Mahadevan argues that his motion in the bankruptcy court should have been granted because “[Prem] Bikkina did not plead any facts in his complaint before the bankruptcy court that Mahadevan's allegations . . . were made with intention to harm or that they were substantially certain to result in injury.” (Docket Entry No. 8 ¶ 12). Bikkina's complaint referred to his California state-court complaint. (Id. ¶ 10). The California proceeding resulted in a jury verdict finding Mahadevan liable for defaming Bikkina. The issue in the adversary proceeding in the bankruptcy court is whether some or all of that judgment is nondischargeable in bankruptcy because it reflects “willful and malicious” conduct on the part of Mahadevan. This court previously reversed the bankruptcy court's grant of summary judgment to Bikkina. See In re Mahadevan, 617 F.Supp.3d 654 (S.D. Tex. 2022). The court found that further proceedings were necessary because the California judgment neither proved nor disproved that Mahadevan's conduct was “willful and malicious.” Id. at 666-67.

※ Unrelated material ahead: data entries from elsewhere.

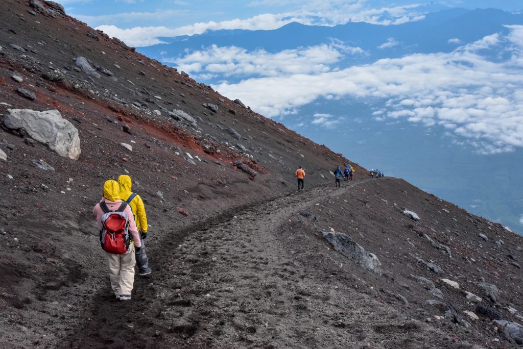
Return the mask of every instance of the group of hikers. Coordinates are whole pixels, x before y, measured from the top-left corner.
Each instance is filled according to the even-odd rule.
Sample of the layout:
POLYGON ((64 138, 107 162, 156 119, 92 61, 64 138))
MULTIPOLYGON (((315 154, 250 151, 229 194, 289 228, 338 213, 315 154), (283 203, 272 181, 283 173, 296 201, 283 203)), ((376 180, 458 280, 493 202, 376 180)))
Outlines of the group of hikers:
MULTIPOLYGON (((343 171, 338 165, 333 173, 336 179, 336 186, 341 187, 342 178, 343 178, 344 181, 351 181, 354 179, 354 175, 356 171, 351 165, 346 165, 343 171)), ((299 168, 296 170, 294 177, 298 178, 298 191, 300 192, 305 188, 305 170, 303 169, 303 166, 300 165, 299 168)))
POLYGON ((100 229, 111 287, 120 300, 131 299, 135 265, 140 275, 152 272, 144 243, 148 228, 145 209, 140 195, 131 191, 132 185, 131 177, 126 174, 119 177, 118 182, 106 181, 104 197, 93 210, 100 229))
POLYGON ((381 172, 379 170, 374 170, 373 168, 370 170, 371 178, 381 178, 385 177, 385 172, 381 172))

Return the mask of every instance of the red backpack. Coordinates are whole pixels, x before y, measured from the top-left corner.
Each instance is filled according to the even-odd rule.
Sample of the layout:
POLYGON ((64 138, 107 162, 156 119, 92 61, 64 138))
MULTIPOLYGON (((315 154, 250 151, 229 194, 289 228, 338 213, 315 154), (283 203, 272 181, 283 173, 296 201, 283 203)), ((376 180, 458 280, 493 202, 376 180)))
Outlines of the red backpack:
POLYGON ((127 252, 131 239, 129 234, 129 217, 123 210, 127 203, 122 202, 116 211, 111 211, 104 202, 100 203, 100 208, 104 211, 101 216, 101 230, 100 242, 101 248, 107 252, 122 254, 127 252))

The basis for the adversary proceeding is the same conduct underlying the California judgment. Bikkina attached the judgment and complaint in that matter to his complaint initiating the adversary proceeding. See Docket Entry No. 1, Bikkina v. Mahadevan, No. 21-30545 (Bankr.S.D.Tex. April 14, 2021). The bankruptcy complaint informed both Mahadevan and the bankruptcy court of the factual and legal bases of the claims asserted. Additionally, Mahadevan will have the opportunity to appeal any final judgment issued by the bankruptcy court. Cf. Skinner v. W. T. Grant Co., 642 F.2d 981, 984 (5th Cir. 1981) (“[C]ertification should be allowed if the issues decided on . . . appeal are not likely to be raised by another party in a subsequent appeal and an early determination is not likely to prejudice that party's rights.”).

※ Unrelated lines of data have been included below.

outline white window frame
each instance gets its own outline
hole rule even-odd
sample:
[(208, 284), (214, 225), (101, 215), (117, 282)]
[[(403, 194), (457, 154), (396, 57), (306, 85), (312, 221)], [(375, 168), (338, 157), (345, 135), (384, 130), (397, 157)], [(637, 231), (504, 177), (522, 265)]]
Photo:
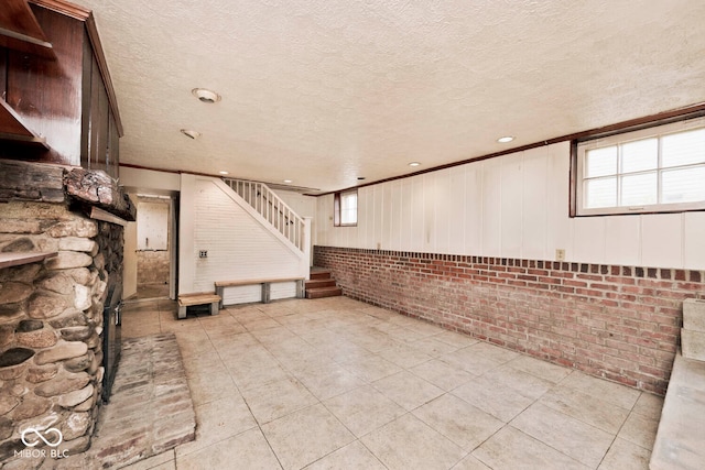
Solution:
[[(355, 220), (354, 221), (343, 221), (343, 212), (345, 207), (345, 199), (348, 197), (355, 196)], [(335, 227), (356, 227), (358, 219), (358, 194), (357, 189), (349, 189), (339, 193), (335, 193), (334, 203), (333, 203), (333, 220)]]
[[(691, 203), (657, 203), (650, 205), (640, 205), (640, 206), (611, 206), (611, 207), (596, 207), (596, 208), (586, 208), (585, 206), (585, 182), (588, 179), (585, 177), (585, 159), (586, 152), (588, 150), (600, 149), (611, 145), (623, 144), (637, 140), (648, 139), (648, 138), (659, 138), (659, 163), (657, 167), (658, 182), (657, 187), (658, 192), (661, 193), (661, 172), (663, 170), (671, 170), (672, 167), (664, 168), (661, 166), (661, 141), (660, 138), (674, 134), (684, 131), (691, 131), (695, 129), (705, 128), (705, 118), (696, 118), (686, 121), (677, 121), (669, 124), (652, 127), (648, 129), (641, 129), (631, 132), (622, 132), (614, 135), (609, 135), (600, 139), (586, 140), (583, 142), (577, 142), (577, 151), (576, 151), (576, 181), (575, 181), (575, 200), (576, 200), (576, 215), (577, 216), (600, 216), (600, 215), (623, 215), (623, 214), (653, 214), (653, 212), (681, 212), (681, 211), (690, 211), (690, 210), (705, 210), (705, 200), (699, 201), (691, 201)], [(619, 155), (618, 155), (619, 160)], [(701, 166), (699, 164), (695, 165), (684, 165), (681, 166)], [(617, 178), (619, 179), (620, 175), (625, 175), (625, 173), (620, 173), (618, 171)], [(703, 182), (705, 185), (705, 182)], [(660, 194), (658, 195), (660, 196)], [(619, 201), (619, 186), (618, 186), (618, 195)]]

The Fifth Circuit's opinion in In re Ichinose, 946 F.2d 1169 (5th Cir. 1991), does not show that this court erred in dismissing Mahadevan's appeal. The Ichinose court merely confirmed that the district court, in its discretion, may grant leave to hear an interlocutory appeal from the bankruptcy court. Id. at 1176-77.
The motion is denied. (Docket Entry No. 8).